Project 2: Spike Timing Dependent Plasticity and Oscillations in Networks of Spiking Neurons

Complex activity in the brain is hypothesised to underlie its flexibility and sophisticated processing capability (i.e. higher cognitive function). This is particularly evident during periods of quiet relaxation when 10 Hz alpha waves are seen in many brain regions. This activity is associated with memory retrieval, planning, problem solving and day dreaming. Until now, it has not been possible to reproduce this sort of activity in a model of the brain; this is what we have been able to do. We are now investigating how modification of the synapses connecting the neurons (using Spike Timing Dependent Plasticity (STDP)) changes the network dynamics and how learning of spatiotemporal patterns of network activity can be achieved. Understanding how patterns can be stored in a network of spiking neurons is critical to understanding learning and memory in the brain.

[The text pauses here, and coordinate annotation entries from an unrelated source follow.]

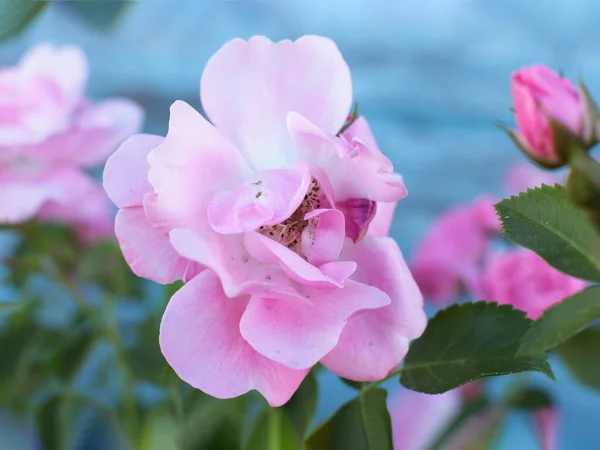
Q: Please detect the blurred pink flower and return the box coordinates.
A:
[0,44,142,239]
[104,36,426,406]
[411,196,500,302]
[388,389,462,450]
[472,248,587,320]
[511,65,586,165]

Figure 2: Patterns of activity can be learned in a network of spiking neurons. The network contains 1250 neurons (Y axis) and was simulated for 30 seconds (X axis). For the first 5 seconds of simulation the network operated in a random activity regime with no external input, after which a fixed activity pattern was held for 10 seconds through input provided by external connections. When the external input was released at 15 seconds time, the observed pattern is partially reproduced in the ongoing network activity from 15 to 30 seconds.

Project 3: Calibration of Head Direction Networks on Robots

Neurons have been discovered in the brains of mammals that are active only when the animal is in a certain place in its environment, and others when the animal is facing a certain direction, effectively providing a brain-based map and compass. Understanding how such specific functions arise and are controlled in the brain can assist in revealing how the brain functions in general and how these functions can go awry in cases of brain injury and disease. We have modelled the brain network that contains the neurons that represent head direction in the mammalian brain (see Figure 3), and have shown how this network can be calibrated on a mobile robot, through feedback from the world, when the robot follows specific movements that many infant mammals perform. This work advances our understanding of the neural systems involved in motion tracking and the representation of space, links these systems to specific developmental behaviours and motor deficits, and further demonstrates how biological processes can afford practical solutions to engineering problems.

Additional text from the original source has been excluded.